Sí podemos decir que ese presentimiento ahogó el tiempo de más tarde cuando la voz de la muchacha reconoce el poema, el hilo de la metáfora, como una salvación, como un estallido fuera del boato y las horas perdidas, fuera de esa desolación que sólo advertimos pasado el minuto menos visible. Cuánta pérdida, cuántas ganancias sometidas a un paraíso que sólo Milton o la imagen delineada y pop de Andy Warhol pudieron trocarse en ventajas o carnadura del deseo. “Porque desear y apostar es lo mismo”, ficha en mano, desecho, el poema ha comenzado —años después de aquellos veinte— a hacerse visible, enigmático, doliente, vida y muerte, cigarrillo y palabras, mirada fija y un desentendido respirar bajo los árboles de una ciudad que comienza en las fronteras u orillas del continente sur.

En esa voz que nos amasa la carne también oímos la ráfaga de vuelos, quizás al lado de Bukowski en su huida hacia O’Neill, mientras la puerta se cerraba y en el sonido de adentro la amargura y todos los desalientos. Y el pasado, anulado para arribar a la otra ciudad, a la que se repetía constantemente cada año nuevo. Y el ruido, y la mirada —no sabemos si tachada— sobre la noche. Alguna pérdida sumada a la desfachatez del croupier afanoso, acertijo, por colocar fichas e inteligentes trampas. Hagan sus apuestas, pierdan, mueran, agoten el silencio, martillen en el alma, y el escape hacia “playas inusuales”, donde nadie es capaz de morder o lanzar piedras contra los cristales.

“Aquí hay gigolós / apostados a la ruleta / y en el fondo un poeta ilustre / jugando a los dados ebrio en su sangre”, dueño del casino y de las calles; ciudad maldita y el torbellino de las apuestas, hasta quedar desnudo o asfixiado de rica pobreza.

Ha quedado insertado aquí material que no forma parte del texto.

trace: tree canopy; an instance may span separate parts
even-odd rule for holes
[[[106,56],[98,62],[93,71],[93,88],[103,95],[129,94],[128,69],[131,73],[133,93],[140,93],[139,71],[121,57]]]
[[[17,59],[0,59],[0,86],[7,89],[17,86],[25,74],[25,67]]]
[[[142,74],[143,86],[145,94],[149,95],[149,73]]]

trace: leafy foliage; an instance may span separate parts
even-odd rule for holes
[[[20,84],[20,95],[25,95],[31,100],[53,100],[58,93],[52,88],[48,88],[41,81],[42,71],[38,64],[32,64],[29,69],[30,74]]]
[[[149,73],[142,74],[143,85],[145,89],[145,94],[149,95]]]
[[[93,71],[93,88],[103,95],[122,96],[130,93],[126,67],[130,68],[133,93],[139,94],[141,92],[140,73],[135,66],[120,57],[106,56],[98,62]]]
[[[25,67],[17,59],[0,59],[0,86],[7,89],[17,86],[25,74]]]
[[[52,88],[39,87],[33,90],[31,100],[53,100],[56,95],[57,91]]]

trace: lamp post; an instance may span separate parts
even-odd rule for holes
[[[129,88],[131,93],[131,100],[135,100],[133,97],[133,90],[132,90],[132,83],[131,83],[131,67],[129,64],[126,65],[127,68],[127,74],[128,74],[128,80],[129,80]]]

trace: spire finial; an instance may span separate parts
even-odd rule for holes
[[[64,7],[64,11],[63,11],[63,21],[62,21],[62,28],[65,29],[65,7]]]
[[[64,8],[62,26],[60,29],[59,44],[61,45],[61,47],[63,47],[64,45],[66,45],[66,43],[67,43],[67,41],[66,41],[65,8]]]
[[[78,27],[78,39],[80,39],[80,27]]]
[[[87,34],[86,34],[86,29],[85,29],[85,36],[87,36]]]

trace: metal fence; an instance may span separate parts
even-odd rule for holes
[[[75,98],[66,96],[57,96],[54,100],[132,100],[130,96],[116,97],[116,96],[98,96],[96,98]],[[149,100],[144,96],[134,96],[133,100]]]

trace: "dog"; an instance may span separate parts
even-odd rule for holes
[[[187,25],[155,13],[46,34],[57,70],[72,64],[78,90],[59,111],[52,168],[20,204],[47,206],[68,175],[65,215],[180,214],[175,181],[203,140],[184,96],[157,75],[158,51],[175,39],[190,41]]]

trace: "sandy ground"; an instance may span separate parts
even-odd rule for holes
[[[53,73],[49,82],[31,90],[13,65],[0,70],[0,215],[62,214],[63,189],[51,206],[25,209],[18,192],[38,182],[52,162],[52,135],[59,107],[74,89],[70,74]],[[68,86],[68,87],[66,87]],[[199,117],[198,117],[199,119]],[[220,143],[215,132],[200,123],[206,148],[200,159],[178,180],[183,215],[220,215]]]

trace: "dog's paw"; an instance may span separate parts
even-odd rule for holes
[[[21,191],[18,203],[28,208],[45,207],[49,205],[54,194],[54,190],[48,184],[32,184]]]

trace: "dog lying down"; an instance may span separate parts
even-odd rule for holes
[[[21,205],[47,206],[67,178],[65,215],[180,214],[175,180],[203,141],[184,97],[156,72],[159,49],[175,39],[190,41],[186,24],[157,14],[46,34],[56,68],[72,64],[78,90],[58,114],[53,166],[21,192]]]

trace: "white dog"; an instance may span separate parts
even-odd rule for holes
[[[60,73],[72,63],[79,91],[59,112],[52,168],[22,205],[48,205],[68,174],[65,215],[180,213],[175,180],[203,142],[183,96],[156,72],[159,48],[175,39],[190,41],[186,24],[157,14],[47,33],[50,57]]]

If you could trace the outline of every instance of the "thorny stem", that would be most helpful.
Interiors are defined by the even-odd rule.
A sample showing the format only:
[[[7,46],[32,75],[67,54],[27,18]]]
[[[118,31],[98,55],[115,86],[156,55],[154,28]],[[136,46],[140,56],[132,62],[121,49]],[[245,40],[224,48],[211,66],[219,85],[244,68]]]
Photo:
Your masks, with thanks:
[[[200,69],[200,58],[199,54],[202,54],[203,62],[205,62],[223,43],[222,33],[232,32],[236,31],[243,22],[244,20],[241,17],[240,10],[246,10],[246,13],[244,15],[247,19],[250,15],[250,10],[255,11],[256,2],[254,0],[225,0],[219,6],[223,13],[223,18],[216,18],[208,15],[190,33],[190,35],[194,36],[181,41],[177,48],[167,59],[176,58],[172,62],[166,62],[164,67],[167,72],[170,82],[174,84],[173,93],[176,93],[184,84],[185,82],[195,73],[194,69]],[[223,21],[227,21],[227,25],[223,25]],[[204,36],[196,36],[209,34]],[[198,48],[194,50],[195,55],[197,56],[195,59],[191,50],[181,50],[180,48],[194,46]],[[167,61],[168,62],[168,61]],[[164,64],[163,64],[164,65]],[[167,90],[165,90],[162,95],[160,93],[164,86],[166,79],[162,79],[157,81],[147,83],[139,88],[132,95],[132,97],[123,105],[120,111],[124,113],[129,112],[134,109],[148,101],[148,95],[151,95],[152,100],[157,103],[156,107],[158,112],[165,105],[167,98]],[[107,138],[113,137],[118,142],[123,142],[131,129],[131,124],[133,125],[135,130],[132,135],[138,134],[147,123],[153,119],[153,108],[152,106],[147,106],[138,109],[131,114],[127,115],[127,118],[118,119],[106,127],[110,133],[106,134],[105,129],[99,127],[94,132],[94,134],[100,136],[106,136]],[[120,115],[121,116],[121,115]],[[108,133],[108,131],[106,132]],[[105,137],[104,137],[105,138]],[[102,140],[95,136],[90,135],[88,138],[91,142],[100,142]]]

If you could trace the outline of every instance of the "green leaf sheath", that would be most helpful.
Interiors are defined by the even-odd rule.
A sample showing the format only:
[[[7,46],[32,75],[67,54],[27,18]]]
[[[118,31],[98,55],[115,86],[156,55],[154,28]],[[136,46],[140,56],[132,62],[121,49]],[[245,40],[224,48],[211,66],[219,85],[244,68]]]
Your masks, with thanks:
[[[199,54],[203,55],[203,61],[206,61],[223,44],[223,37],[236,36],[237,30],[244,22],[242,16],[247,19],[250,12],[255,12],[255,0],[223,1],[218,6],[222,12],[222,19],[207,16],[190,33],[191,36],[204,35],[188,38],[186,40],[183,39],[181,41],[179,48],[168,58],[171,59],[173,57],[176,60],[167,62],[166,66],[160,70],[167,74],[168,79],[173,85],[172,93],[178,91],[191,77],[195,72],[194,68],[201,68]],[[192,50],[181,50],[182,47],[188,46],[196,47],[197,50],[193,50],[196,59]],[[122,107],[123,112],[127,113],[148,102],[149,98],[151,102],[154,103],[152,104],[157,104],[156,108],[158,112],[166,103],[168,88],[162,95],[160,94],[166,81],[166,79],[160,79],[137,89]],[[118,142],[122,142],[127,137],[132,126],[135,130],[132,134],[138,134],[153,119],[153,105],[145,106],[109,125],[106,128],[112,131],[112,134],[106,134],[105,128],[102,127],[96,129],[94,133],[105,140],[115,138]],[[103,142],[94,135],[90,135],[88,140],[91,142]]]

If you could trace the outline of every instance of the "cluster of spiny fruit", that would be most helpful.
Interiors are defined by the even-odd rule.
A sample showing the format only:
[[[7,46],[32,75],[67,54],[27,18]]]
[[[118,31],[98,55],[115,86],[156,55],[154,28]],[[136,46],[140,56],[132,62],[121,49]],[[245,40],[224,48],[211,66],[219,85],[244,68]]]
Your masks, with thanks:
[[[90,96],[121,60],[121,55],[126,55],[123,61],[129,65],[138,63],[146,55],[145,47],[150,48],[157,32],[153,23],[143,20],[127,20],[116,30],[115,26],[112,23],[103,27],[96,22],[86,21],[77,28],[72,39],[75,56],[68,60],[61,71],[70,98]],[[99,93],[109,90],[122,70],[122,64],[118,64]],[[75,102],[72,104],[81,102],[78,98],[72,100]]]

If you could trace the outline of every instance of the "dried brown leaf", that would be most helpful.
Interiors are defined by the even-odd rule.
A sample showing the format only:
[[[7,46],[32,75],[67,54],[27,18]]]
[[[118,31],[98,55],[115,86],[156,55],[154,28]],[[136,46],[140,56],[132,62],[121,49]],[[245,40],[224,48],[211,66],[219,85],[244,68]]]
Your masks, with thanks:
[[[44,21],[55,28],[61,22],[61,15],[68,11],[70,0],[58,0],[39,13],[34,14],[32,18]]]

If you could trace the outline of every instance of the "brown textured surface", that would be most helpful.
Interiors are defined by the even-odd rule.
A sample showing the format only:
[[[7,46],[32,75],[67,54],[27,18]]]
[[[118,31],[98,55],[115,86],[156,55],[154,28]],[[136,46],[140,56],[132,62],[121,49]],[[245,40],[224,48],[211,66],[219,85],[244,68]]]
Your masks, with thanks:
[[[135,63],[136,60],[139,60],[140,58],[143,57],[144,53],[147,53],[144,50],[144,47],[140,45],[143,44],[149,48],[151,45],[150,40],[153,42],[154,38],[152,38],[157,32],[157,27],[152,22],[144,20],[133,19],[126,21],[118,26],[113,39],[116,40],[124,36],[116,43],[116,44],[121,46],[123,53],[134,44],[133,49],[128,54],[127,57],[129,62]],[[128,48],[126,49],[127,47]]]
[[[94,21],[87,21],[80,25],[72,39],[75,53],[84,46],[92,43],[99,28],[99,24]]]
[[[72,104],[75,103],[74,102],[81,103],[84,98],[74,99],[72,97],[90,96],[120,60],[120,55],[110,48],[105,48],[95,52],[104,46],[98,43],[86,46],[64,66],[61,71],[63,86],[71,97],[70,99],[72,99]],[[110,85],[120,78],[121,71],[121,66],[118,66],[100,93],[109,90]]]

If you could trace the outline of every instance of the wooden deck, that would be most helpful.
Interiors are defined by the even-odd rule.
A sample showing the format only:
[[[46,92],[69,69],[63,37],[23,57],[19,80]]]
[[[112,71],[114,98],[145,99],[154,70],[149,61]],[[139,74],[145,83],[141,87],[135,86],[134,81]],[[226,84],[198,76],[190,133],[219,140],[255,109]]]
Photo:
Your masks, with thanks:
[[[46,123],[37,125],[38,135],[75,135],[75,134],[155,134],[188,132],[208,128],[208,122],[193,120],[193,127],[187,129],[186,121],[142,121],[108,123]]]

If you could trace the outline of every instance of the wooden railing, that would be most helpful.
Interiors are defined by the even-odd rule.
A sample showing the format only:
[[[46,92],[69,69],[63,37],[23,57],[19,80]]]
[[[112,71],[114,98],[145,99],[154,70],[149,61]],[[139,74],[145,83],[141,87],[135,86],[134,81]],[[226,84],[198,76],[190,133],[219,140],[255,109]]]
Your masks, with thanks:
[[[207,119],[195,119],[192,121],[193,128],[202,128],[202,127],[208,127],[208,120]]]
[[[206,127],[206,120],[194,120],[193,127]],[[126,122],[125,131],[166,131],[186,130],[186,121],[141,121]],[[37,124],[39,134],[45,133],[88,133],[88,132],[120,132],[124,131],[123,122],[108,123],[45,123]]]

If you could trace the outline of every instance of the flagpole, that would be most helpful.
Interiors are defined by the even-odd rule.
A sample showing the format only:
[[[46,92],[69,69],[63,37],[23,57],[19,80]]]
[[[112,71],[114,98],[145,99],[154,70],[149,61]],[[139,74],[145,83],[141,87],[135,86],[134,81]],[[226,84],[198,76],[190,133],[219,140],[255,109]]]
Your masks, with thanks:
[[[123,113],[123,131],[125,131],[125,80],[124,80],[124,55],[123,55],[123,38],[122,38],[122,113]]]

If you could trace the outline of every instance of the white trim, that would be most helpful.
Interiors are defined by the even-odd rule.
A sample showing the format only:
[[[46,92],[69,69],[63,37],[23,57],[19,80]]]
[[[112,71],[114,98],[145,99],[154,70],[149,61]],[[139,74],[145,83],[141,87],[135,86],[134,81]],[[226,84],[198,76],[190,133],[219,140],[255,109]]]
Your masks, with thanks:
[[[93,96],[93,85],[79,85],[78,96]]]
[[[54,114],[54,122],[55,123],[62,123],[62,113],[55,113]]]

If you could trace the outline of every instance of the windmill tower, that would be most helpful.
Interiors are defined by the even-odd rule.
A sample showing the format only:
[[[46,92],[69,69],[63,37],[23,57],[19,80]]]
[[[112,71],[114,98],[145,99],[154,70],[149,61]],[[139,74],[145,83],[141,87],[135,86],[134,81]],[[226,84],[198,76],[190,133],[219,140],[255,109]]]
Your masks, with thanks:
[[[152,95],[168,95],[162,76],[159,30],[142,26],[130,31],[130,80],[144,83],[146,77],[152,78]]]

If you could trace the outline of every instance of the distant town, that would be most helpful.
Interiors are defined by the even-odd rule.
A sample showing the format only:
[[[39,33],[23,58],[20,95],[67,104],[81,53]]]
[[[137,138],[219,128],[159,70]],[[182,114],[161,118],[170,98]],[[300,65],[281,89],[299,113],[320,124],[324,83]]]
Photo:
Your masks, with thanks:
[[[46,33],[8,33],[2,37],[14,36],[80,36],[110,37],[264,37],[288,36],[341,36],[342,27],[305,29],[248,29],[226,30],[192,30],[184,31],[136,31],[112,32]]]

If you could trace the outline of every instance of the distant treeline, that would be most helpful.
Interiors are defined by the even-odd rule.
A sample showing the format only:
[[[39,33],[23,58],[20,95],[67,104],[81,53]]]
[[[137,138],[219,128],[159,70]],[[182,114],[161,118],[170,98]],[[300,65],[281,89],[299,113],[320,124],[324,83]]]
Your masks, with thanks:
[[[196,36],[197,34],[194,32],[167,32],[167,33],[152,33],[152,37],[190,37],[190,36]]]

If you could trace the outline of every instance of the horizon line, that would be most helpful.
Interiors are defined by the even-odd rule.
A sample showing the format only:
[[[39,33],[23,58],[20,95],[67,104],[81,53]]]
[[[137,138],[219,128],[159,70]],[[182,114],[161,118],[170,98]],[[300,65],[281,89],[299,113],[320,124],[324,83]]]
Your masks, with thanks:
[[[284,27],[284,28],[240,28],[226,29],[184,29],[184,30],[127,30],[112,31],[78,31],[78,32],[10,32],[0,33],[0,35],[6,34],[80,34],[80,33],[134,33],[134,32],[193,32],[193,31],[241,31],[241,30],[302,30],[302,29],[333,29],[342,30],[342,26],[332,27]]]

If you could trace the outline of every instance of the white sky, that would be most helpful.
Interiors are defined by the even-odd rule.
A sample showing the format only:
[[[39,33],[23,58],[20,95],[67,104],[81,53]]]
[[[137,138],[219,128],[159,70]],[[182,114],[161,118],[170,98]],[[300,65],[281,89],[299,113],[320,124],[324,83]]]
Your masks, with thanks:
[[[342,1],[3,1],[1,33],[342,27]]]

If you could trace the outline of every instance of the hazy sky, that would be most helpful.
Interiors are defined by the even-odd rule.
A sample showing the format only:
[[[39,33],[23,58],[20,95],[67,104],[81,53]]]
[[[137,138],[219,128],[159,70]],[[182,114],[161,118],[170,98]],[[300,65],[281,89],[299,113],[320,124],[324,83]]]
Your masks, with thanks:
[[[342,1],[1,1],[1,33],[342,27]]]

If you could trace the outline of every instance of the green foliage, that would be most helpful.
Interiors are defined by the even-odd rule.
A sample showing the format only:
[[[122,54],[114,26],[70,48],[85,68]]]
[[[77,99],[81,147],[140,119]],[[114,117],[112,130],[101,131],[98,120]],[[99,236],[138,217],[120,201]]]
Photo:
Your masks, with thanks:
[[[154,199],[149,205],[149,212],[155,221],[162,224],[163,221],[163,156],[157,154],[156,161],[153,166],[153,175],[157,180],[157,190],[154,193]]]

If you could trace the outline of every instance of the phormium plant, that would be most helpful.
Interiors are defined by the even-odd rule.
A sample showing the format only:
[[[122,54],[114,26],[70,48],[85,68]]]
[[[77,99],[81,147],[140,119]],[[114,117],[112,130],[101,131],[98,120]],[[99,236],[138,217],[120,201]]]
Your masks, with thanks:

Bajo la manga siempre hay una carta para lastimar y ver por encima de quienes recorren el vacío. La suerte está echada, el deseo comienza su labor frenética.

¿Alguien sueña o muere sin saber que lo sueñan o lo mueren, si también desconocemos que el soñar o el morir a alguien lo tendremos presente en el instante menos presentido? El poema, por allí andaba, en esos devaneos y desengaños construía sus aposentos a lo Virginia Woolf, mientras las “sílabas se deshacen” hoy casi entre sombras. Hay regresos, momentos, abjuraciones, estadios para que el zurcido perfeccione la voz, esa lengua viva y lacerante, dura como piedra, rugosa como los graznidos de Bukowski. Rimada sin sonido en la muerte. Hasta la locura tiene parecido con el disfrute, al lado del infierno.

¿Por dónde anda la carne amasada al aire de las strip girls o la voz imperfecta de Sinatra sino en la imaginada tentación de quien se ve desde lejos? ¿Para que dormir si el despertar es siempre vigilia y duermevela? Enfermos mentales, automatismo psíquico de la pupila y las manos. Una ciudad que está dentro de cada uno de nosotros, dijera el habitante de los laberintos, el extraviado, el que ha perdido hasta su sombra para recuperarla con la costumbre, entre malos olores, oro y barro, silencio y gozo, sin jardines, sólo una pregunta para descubrir a medias el hábito del cielo.

Viaje final, para el que topa a todo, como el que hiciera el otro que se dejó llevar por una ventana, atado a un texto, en un recorrido por la soledad y, al fondo, el ruido de la gran ciudad, aparatosa, apostadora, desaliñada, romántica, tibia como un pato salvaje, rota como la costumbre.